Conclusion – The Pandemic Disconnect in K-12 Education
Canada’s system leaders associated with the C21 CEO Academy were missing in action while most student, parents, and teachers were struggling amidst the school shutdowns and near-constant upheaval in family and work life. “Learning loss” was real – and according to the latest research – has adversely affected the whole pandemic generation of children and teens. The “mental health crisis” has been diagnosed and now we know the academic toll — amounting to between one-third and one-half of a school year arose early in the pandemic and has persisted over time.
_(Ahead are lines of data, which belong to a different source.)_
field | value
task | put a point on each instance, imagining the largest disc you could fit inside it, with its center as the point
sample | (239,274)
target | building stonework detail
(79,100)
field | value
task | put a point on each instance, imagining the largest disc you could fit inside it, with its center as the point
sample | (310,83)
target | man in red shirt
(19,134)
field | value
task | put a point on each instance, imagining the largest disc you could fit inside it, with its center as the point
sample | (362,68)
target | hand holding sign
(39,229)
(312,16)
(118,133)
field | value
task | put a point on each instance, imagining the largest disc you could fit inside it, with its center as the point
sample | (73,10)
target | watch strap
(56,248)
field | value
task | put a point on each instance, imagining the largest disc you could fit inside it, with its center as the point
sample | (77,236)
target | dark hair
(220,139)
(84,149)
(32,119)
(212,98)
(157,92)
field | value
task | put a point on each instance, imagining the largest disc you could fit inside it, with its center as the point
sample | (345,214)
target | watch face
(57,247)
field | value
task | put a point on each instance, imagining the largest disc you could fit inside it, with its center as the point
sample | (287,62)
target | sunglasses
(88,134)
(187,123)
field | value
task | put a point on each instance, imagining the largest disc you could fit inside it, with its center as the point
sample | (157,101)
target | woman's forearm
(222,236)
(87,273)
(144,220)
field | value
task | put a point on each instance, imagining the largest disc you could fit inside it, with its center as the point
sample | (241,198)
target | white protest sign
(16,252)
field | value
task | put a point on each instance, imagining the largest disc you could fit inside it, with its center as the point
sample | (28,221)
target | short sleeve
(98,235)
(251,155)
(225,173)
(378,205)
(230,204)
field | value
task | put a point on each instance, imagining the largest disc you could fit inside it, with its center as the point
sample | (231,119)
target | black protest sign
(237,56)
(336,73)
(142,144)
Reading the C21 Canada brief, “Schooling beyond COVID-19,” issued in September 2021, is enlightening because it demonstrates how far removed the system’s leaders were from the everyday concerns of students, teachers and families.
What world were C21 Canada system leaders inhabiting at the height of the “education catastrophe”? How did the C21 Canada visionaries view the crisis and respond to the whole upheaval? Whatever happened to the system’s core mandate – teaching and learning something and setting standards for student progress and achievement? How long will it take for today’s generation to get back on track? Will they ever – and does it even matter to the system’s leaders?